Quand, fin 2015, les taux de dioxyde d’azote du centre-ville de Rennes repassent sous les seuils limites européens, l’élue persiste et prolonge l’expérience Ambassad’Air. Une tentative de doubler les autorités officielles sur la question ? « Non, assure l’adjointe. Ces capteurs aident à prendre conscience de la pollution et leurs mesures peuvent affiner les connaissances à l’échelle d’un quartier par exemple. »

Comme dans les autres régions françaises, l’air breton est déjà quotidiennement scruté par une association de surveillance de la qualité de l’air : Air Breizh. Peu dotée financièrement, elle est l’une des plus petites agences de France. D’abord critique envers ce projet citoyen, son directeur Gaël Lefeuvre a été rassuré par les résultats des deux premières saisons. « Nous mettons à disposition les résultats de nos 18 stations rennaises pour qu’ils puissent les comparer avec les leurs. Et elles vont dans le même sens. »

Les services de l’État sont aussi concernés. Dès 2012, ils ont coordonné l’élaboration d’un plan de protection de l’atmosphère, le PPA. Il s’agit de ramener, ou de maintenir, les différents polluants sous le seuil réglementaire à horizon 2020. Des particules fines et du dioxyde d’azote principalement. Pour Rennes, ce PPA est une obligation légale : l’agglomération compte plus de 250 000 habitants.

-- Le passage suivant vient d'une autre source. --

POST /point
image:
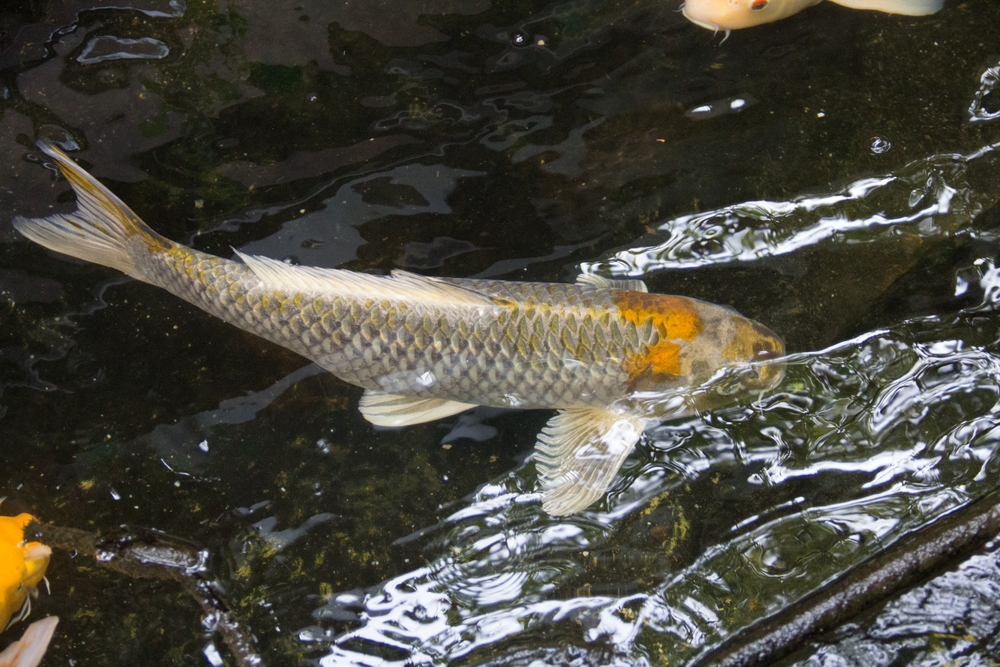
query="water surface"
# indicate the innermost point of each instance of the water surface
(834, 176)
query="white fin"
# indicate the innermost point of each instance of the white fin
(578, 454)
(400, 285)
(907, 7)
(611, 283)
(29, 649)
(384, 409)
(99, 228)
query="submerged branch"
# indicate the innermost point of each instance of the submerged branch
(150, 555)
(912, 559)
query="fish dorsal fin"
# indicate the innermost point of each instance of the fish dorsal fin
(384, 409)
(611, 283)
(906, 7)
(578, 454)
(399, 286)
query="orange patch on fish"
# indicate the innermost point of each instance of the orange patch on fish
(674, 318)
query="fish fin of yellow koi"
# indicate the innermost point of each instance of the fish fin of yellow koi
(36, 560)
(578, 454)
(98, 230)
(399, 286)
(611, 283)
(29, 649)
(384, 409)
(906, 7)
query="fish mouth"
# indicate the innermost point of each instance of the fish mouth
(706, 26)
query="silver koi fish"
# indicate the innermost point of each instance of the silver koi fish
(606, 354)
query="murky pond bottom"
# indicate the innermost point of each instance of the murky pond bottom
(849, 203)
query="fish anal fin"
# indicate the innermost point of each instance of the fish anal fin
(578, 454)
(611, 283)
(905, 7)
(384, 409)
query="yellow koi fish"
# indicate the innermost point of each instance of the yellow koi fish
(30, 648)
(22, 568)
(735, 14)
(606, 354)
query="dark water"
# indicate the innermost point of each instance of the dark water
(834, 176)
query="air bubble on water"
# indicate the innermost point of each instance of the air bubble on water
(880, 145)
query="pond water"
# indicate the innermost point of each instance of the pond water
(834, 176)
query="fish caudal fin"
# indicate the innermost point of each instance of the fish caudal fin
(579, 453)
(99, 231)
(906, 7)
(29, 649)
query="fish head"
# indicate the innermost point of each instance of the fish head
(22, 566)
(757, 353)
(736, 14)
(704, 356)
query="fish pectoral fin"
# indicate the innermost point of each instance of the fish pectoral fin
(384, 409)
(906, 7)
(578, 454)
(611, 283)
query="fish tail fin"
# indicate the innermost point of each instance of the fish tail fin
(905, 7)
(101, 230)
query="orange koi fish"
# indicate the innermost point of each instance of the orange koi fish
(22, 568)
(735, 14)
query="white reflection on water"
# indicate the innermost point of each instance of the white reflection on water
(929, 197)
(861, 443)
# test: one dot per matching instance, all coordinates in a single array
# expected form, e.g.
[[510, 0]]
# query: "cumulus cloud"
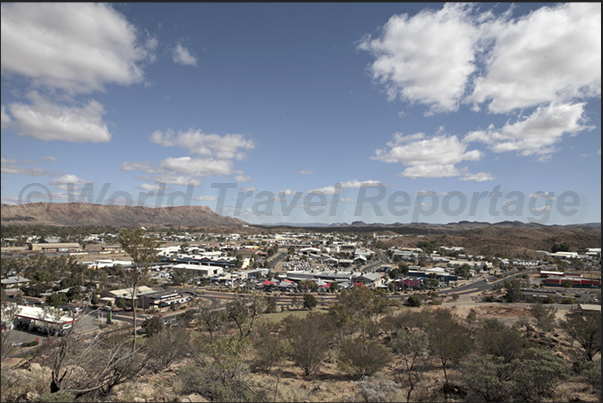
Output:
[[154, 187], [46, 120], [9, 167], [433, 157], [336, 189], [456, 54], [198, 166], [228, 146], [76, 47], [478, 177], [427, 58], [5, 119], [430, 171], [551, 54], [172, 178], [68, 181], [182, 56], [536, 134], [242, 178], [138, 166]]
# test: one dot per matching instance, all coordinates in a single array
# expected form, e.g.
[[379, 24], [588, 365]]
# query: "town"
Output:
[[53, 289]]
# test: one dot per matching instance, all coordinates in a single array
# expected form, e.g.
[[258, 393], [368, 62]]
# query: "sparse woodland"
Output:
[[363, 348]]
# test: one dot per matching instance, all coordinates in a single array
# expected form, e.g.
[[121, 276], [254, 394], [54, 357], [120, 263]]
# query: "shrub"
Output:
[[362, 357], [59, 396], [414, 301], [378, 390]]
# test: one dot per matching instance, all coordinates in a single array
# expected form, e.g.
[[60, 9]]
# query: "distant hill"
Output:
[[513, 237], [67, 214]]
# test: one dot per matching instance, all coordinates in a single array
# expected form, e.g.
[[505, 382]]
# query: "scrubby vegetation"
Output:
[[361, 349]]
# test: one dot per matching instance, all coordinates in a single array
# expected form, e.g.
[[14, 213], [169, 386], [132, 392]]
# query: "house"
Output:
[[125, 293], [204, 271], [370, 279], [42, 320], [55, 247], [14, 281], [162, 300]]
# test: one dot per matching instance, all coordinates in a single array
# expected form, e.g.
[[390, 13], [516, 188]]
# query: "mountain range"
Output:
[[70, 214]]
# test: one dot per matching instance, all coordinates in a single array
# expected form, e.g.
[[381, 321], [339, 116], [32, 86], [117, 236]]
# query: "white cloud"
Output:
[[536, 134], [5, 160], [430, 171], [426, 157], [242, 178], [551, 54], [172, 178], [182, 56], [77, 47], [138, 166], [154, 187], [228, 146], [198, 166], [65, 181], [478, 177], [426, 58], [45, 120], [334, 189], [5, 119], [457, 55], [9, 168]]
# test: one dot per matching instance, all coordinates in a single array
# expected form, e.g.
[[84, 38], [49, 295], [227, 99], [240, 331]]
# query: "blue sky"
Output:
[[427, 105]]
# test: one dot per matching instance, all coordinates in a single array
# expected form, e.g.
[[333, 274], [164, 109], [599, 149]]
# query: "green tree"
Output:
[[309, 340], [497, 339], [362, 357], [413, 349], [538, 374], [586, 330], [545, 316], [513, 288], [448, 340], [244, 314], [463, 270], [270, 349], [57, 299], [143, 251], [309, 302], [488, 378], [414, 301], [567, 284]]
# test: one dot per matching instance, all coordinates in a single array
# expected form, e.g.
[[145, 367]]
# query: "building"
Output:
[[162, 300], [203, 271], [14, 281], [125, 293], [55, 247], [43, 321]]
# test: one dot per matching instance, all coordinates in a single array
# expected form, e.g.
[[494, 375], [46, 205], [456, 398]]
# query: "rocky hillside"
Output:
[[65, 214]]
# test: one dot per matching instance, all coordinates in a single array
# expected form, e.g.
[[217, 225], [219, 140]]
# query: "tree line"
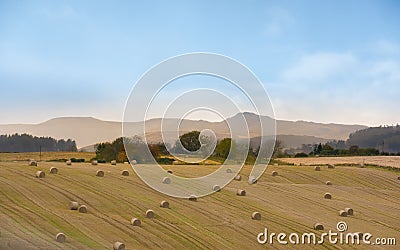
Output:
[[28, 143], [138, 149]]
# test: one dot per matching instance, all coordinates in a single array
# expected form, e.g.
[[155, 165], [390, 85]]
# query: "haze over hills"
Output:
[[88, 131]]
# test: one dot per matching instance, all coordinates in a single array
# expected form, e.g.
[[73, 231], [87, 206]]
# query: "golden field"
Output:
[[33, 210]]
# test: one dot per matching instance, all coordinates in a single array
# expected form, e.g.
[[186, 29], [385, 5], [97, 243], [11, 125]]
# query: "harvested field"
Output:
[[32, 212], [387, 161]]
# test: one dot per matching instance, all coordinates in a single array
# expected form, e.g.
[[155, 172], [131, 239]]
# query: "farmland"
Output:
[[33, 210]]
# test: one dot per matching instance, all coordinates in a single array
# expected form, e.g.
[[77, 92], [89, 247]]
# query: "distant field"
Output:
[[392, 161], [33, 211], [46, 156]]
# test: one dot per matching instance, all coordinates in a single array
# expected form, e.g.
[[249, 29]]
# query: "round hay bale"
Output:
[[150, 214], [136, 222], [73, 205], [164, 204], [252, 180], [349, 211], [82, 209], [40, 174], [100, 173], [216, 188], [318, 226], [342, 213], [60, 237], [193, 197], [241, 192], [166, 180], [119, 246], [238, 178], [256, 216]]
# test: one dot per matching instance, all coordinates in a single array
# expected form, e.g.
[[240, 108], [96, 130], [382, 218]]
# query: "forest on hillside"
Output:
[[28, 143], [384, 139]]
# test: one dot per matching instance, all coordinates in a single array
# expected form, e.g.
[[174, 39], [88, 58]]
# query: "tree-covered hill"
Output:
[[29, 143], [385, 139]]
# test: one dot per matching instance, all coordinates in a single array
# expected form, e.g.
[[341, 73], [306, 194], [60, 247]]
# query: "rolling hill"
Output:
[[87, 131]]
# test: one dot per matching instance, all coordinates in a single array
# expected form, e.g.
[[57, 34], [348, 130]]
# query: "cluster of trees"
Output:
[[29, 143]]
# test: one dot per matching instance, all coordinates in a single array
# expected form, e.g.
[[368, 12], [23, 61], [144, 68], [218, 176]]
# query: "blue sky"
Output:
[[323, 61]]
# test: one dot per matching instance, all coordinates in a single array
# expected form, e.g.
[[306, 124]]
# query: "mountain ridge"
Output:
[[90, 130]]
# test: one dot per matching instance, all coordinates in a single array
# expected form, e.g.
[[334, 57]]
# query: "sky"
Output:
[[321, 61]]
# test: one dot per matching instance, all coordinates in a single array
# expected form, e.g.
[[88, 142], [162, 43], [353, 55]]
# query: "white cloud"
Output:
[[319, 66], [278, 20], [386, 47]]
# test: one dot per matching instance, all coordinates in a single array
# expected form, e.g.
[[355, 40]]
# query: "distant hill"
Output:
[[385, 139], [87, 131]]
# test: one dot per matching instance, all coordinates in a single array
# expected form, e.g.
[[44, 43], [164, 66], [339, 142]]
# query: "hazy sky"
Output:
[[323, 61]]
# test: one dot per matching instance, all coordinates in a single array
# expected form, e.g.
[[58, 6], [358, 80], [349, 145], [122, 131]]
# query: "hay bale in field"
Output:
[[164, 204], [60, 237], [342, 213], [40, 174], [216, 188], [241, 192], [318, 226], [73, 205], [82, 209], [166, 180], [100, 173], [256, 216], [136, 222], [193, 197], [150, 214], [252, 180], [119, 246], [349, 211]]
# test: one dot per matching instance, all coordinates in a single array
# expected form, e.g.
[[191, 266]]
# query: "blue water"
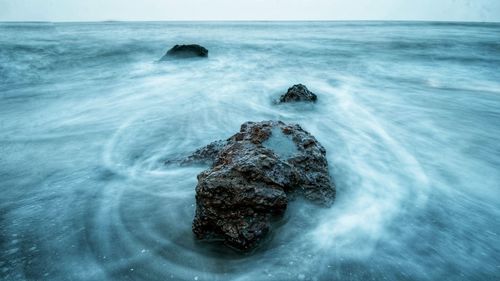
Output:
[[409, 114]]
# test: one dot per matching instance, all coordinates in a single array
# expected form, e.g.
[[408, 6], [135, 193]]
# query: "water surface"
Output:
[[409, 114]]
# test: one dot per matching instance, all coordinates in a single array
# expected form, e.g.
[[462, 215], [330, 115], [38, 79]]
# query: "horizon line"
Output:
[[247, 20]]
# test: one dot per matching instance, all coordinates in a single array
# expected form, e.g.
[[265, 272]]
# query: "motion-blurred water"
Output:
[[409, 114]]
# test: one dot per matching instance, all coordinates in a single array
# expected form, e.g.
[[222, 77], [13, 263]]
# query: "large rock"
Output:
[[251, 178], [186, 51], [298, 93]]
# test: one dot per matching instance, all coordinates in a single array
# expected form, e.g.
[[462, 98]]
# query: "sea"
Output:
[[409, 114]]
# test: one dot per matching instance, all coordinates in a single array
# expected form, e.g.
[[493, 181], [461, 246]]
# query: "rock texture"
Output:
[[298, 93], [251, 177], [186, 51]]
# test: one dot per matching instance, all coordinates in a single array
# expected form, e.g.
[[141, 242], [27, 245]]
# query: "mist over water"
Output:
[[409, 114]]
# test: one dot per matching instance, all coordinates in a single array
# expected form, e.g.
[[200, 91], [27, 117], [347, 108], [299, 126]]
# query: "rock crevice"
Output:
[[249, 180]]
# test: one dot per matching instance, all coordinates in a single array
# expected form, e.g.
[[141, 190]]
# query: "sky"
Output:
[[151, 10]]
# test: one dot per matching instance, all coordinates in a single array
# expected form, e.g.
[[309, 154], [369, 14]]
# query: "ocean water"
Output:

Peu directif, le plan a permis à Rennes de tester pendant un an une réduction de la vitesse de 20 kilomètres/heure sur sa rocade. Depuis cet automne, le préfet peut également restreindre la circulation automobile dans le centre-ville en cas de pic de pollution, mais pas sur la rocade. Côté bilan, l’évaluation du PPA lancé en 2015 ne semble pas prioritaire. Après plusieurs reports, elle devrait être présentée courant 2019.

Un rapport d’information du Sénat, daté d’avril 2018, avait d’ailleurs alerté sur le manque d’ambition des pouvoirs publics en la matière. Un mois plus tard, le couperet est tombé : la Commission de Bruxelles a fini par enclencher un contentieux pour « non-respect des valeurs limites fixées pour le dioxyde d’azote (NO2) » et pour « manquement à l’obligation de prendre des mesures appropriées pour écourter le plus possible les périodes de dépassement ». Les zones de Paris, Lyon, Grenoble et des Bouches-du-Rhône sont particulièrement visées.

Du côté des associations de terrain, l’existence du contentieux importe peu. Le dossier de la qualité de l’air, en revanche, continue à faire son chemin. Les projets français de mesures citoyennes sont rares, mais ils existent. Depuis 2015, une poignée de chercheurs parisiens des universités de la Sorbonne et Paris-Diderot a élaboré une microstation capable d’évaluer les taux de particules fines présents dans l’atmosphère. Rassemblée sous le nom d’Air Citizen, la démarche se revendique du courant de la science citoyenne et participative et privilégie les ateliers encadrés par des scientifiques.

Depuis décembre, son équipe accompagne des habitants du XXe arrondissement de Paris pour une campagne de mesures environnementales autour des particules fines. Une première dans la capitale.

Du côté de la vallée de l’Arve, en Haute-Savoie, l’une des zones dorénavant en contentieux sur les pollutions au dioxyde d’azote, c’est l’agence officielle de mesure qui a mis les habitants en ordre de bataille. À ce jour, une cinquantaine de Grenoblois ont adhéré aux deux sessions de prêt de microcapteurs organisées depuis 2017.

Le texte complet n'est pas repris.